Suppose we have a machine with 4 GPUs, so we want to run training in distributed mode. We also want to see the evaluation metrics while the training is in progress. All the parameters from config file can be redefined in command line and parsed to the run script as arguments. So, we can, for example, change the batch size and number of epochs:

python launch.py --nproc_per_node=4 run.py --config_file="./logP_gcnn_config.py" --mode="train_eval" --batch_size=256 --num_epochs=100

The output will be:

Directory created
*** Starting training from scratch process 3
*** Starting training from scratch process 2
*** Starting training from scratch process 0
*** Starting training from scratch process 1
Distributed process with rank 2 initiated
Distributed process with rank 0 initiated
Distributed process with rank 1 initiated
Distributed process with rank 3 initiated
TRAINING: [Time: 0m 2s, Epoch: 0, Progress: 0%, Loss: 6.6458]
EVALUATION: [Time: 0m 0s, Loss: 9.3421, Metrics: -1.7553]
TRAINING: [Time: 0m 30s, Epoch: 10, Progress: 9%, Loss: 0.6615]
EVALUATION: [Time: 0m 0s, Loss: 0.7187, Metrics: 0.7797]
TRAINING: [Time: 0m 59s, Epoch: 20, Progress: 19%, Loss: 0.2883]
EVALUATION: [Time: 0m 0s, Loss: 0.3752, Metrics: 0.8838]
TRAINING: [Time: 1m 27s, Epoch: 30, Progress: 29%, Loss: 0.2386]
EVALUATION: [Time: 0m 0s, Loss: 0.4741, Metrics: 0.8525]
TRAINING: [Time: 1m 56s, Epoch: 40, Progress: 39%, Loss: 0.1678]
EVALUATION: [Time: 0m 0s, Loss: 0.3098, Metrics: 0.9036]
TRAINING: [Time: 2m 24s, Epoch: 50, Progress: 49%, Loss: 0.1827]
EVALUATION: [Time: 0m 0s, Loss: 0.3661, Metrics: 0.8860]
TRAINING: [Time: 2m 54s, Epoch: 60, Progress: 59%, Loss: 0.1364]
EVALUATION: [Time: 0m 0s, Loss: 0.3084, Metrics: 0.9044]
TRAINING: [Time: 3m 23s, Epoch: 70, Progress: 69%, Loss: 0.1356]
EVALUATION: [Time: 0m 0s, Loss: 0.2910, Metrics: 0.9093]
TRAINING: [Time: 3m 51s, Epoch: 80, Progress: 79%, Loss: 0.1276]
EVALUATION: [Time: 0m 0s, Loss: 0.3355, Metrics: 0.8959]
TRAINING: [Time: 4m 20s, Epoch: 90, Progress: 89%, Loss: 0.1096]
EVALUATION: [Time: 0m 0s, Loss: 0.2944, Metrics: 0.9085]
TRAINING: [Time: 4m 50s, Epoch: 100, Progress: 99%, Loss: 0.1029]
EVALUATION: [Time: 0m 0s, Loss: 0.3153, Metrics: 0.9020]

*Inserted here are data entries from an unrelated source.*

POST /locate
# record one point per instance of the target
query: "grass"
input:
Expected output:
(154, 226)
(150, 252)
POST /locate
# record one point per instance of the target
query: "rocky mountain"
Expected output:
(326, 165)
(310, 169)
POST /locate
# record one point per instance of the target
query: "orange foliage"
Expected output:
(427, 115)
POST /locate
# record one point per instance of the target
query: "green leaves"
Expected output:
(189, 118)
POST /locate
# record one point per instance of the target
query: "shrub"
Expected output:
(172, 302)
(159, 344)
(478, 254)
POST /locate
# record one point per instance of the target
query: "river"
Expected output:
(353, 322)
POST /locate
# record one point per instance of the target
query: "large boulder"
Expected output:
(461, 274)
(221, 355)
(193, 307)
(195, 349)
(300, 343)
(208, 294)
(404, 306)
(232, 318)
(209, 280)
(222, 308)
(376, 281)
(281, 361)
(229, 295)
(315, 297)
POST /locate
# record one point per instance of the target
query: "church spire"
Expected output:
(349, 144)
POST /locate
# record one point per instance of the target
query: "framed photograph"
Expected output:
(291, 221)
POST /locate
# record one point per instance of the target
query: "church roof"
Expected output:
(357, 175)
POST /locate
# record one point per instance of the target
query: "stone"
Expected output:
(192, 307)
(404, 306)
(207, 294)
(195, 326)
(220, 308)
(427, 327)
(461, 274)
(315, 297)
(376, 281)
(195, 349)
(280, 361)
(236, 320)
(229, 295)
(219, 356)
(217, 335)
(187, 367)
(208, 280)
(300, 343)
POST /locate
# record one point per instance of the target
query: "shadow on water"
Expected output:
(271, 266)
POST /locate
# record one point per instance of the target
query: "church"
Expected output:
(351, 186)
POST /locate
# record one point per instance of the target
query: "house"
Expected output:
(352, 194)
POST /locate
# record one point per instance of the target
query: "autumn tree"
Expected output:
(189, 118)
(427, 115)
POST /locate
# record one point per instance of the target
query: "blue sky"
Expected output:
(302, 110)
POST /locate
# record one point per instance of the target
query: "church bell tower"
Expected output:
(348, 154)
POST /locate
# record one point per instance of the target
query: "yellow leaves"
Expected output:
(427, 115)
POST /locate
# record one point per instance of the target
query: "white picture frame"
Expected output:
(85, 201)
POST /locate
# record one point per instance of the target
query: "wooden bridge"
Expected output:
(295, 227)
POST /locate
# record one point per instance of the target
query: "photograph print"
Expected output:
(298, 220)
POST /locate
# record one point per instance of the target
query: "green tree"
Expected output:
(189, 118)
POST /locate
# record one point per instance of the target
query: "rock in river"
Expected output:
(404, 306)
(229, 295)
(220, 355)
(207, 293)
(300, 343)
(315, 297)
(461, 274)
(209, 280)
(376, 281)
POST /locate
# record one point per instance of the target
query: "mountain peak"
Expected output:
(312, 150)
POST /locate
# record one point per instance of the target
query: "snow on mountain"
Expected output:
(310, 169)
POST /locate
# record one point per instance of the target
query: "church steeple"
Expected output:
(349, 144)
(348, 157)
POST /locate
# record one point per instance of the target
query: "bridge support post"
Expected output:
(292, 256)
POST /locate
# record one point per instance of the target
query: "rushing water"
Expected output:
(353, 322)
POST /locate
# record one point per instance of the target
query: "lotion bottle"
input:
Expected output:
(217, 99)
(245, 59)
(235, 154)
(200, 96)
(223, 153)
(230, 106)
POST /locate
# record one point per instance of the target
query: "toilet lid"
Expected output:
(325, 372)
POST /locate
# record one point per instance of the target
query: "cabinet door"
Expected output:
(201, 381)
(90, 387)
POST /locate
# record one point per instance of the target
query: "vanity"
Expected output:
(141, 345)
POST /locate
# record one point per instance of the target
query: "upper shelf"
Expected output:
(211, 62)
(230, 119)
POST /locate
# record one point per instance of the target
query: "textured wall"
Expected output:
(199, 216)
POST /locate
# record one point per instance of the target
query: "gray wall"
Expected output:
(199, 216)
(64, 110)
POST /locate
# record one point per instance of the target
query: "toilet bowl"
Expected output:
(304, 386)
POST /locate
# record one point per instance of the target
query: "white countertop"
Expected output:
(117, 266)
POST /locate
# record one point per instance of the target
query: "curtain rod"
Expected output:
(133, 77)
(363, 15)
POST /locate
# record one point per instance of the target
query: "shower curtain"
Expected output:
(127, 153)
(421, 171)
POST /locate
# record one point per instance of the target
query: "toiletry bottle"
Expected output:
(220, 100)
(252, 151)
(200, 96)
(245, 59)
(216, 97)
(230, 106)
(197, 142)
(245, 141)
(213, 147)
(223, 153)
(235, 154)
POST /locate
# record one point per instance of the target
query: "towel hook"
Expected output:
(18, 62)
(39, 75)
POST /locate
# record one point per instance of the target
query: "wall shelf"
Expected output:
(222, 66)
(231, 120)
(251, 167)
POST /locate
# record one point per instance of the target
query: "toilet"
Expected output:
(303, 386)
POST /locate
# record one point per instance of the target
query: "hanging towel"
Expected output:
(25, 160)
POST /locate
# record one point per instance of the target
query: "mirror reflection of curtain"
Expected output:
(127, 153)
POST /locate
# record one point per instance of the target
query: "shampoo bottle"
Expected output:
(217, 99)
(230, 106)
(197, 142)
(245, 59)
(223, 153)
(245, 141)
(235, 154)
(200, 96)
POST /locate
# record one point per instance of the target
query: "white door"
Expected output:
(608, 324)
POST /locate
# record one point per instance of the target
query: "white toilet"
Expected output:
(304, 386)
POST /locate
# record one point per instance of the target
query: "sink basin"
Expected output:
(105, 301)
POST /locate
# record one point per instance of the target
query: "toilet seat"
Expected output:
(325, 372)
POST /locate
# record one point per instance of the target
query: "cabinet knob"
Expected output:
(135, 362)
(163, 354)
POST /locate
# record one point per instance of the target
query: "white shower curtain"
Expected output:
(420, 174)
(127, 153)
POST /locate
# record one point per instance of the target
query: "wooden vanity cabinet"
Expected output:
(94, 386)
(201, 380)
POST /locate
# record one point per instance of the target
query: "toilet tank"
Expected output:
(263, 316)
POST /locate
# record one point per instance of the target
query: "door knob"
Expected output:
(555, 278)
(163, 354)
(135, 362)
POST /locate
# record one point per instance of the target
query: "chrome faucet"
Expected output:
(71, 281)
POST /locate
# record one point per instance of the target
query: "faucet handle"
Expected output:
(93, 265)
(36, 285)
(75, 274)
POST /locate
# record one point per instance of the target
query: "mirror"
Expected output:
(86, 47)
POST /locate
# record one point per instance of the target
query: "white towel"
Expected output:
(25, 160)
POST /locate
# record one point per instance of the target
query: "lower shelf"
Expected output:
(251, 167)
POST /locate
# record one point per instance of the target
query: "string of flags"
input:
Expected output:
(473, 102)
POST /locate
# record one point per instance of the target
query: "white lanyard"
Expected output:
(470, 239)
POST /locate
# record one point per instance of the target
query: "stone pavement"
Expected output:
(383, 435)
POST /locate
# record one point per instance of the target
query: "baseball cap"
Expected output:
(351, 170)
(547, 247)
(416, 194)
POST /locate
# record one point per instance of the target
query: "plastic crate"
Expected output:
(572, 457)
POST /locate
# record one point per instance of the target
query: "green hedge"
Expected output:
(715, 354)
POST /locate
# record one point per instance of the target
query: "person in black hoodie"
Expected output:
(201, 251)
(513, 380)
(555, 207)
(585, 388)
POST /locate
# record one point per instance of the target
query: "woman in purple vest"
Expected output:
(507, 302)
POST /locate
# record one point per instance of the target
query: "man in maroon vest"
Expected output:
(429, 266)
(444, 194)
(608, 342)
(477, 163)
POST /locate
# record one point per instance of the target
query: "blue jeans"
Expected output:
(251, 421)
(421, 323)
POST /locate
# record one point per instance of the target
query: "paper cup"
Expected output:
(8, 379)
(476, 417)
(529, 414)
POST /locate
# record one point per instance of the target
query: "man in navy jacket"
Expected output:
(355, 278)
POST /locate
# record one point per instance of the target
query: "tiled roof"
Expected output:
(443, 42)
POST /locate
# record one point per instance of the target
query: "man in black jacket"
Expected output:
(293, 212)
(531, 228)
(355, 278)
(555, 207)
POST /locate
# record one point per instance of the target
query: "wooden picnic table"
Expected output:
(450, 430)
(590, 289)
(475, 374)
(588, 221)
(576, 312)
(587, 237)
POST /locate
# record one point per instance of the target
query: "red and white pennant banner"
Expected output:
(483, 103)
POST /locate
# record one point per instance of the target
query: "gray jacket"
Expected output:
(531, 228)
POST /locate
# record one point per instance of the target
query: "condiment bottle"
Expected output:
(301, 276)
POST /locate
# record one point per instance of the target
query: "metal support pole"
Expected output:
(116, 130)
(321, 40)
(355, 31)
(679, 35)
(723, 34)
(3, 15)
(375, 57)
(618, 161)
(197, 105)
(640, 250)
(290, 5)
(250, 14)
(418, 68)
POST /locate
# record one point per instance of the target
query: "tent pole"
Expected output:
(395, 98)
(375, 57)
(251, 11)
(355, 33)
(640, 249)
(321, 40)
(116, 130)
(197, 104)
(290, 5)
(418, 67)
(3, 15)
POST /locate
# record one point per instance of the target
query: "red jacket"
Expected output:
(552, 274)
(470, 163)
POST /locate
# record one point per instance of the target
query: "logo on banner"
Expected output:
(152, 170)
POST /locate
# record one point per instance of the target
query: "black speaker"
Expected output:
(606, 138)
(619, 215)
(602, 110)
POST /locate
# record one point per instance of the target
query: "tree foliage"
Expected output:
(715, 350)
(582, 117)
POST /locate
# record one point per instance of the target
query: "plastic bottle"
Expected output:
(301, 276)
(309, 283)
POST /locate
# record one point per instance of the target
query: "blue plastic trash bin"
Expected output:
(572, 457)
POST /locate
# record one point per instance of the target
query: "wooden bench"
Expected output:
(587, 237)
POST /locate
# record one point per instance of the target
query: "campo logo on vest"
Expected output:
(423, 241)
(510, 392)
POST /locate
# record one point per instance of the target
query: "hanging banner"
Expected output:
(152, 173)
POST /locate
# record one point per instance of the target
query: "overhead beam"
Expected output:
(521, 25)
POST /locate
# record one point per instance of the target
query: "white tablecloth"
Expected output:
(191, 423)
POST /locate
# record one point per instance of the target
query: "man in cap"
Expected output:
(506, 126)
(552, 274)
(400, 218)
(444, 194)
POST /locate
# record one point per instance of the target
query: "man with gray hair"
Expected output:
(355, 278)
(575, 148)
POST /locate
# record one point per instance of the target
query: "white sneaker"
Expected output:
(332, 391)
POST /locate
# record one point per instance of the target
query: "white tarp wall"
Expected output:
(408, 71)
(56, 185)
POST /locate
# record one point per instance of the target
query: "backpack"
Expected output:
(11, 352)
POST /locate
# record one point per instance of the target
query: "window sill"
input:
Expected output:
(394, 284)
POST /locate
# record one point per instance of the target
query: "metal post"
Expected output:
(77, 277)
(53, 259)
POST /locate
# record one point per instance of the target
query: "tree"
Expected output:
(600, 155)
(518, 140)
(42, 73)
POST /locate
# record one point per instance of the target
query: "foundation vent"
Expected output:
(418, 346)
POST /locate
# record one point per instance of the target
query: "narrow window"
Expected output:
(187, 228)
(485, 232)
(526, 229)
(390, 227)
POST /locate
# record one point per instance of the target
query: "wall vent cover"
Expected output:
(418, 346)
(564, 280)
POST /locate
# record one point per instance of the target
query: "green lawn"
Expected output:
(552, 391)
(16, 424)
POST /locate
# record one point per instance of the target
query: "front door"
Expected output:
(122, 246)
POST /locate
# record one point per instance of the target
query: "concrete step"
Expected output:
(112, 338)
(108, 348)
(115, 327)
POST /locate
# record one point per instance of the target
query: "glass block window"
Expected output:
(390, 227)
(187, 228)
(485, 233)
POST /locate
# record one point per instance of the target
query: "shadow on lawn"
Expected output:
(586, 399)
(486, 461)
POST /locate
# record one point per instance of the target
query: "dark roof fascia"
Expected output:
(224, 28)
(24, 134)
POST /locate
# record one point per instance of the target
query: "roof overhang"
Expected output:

Model checkpoints and tensorboard log are saved to logdir folder specified in the configuration file.

Now you can evaluate model:

python launch.py --nproc_per_node=4 run.py --config_file="./logP_gcnn_config.py" --mode="eval"

The output will be:

*** Loading model from /home/user/OpenChem/logs/checkpoint/epoch_100
*** Loading model from /home/user/OpenChem/logs/checkpoint/epoch_100
*** Loading model from /home/user/OpenChem/logs/checkpoint/epoch_100
*** Loading model from /home/user/OpenChem/logs/checkpoint/epoch_100
Distributed process with rank 3 initiated
Distributed process with rank 1 initiated
Distributed process with rank 2 initiated
Distributed process with rank 0 initiated
=> loading model  pre-trained model
=> loading model  pre-trained model
=> loading model  pre-trained model
=> loading model  pre-trained model
EVALUATION: [Time: 0m 6s, Loss: 0.3153, Metrics: 0.9020]

So, we trained a Graph Convolution Neural Network for predicting partition coefficient logP and got test set R-squared score of 0.90.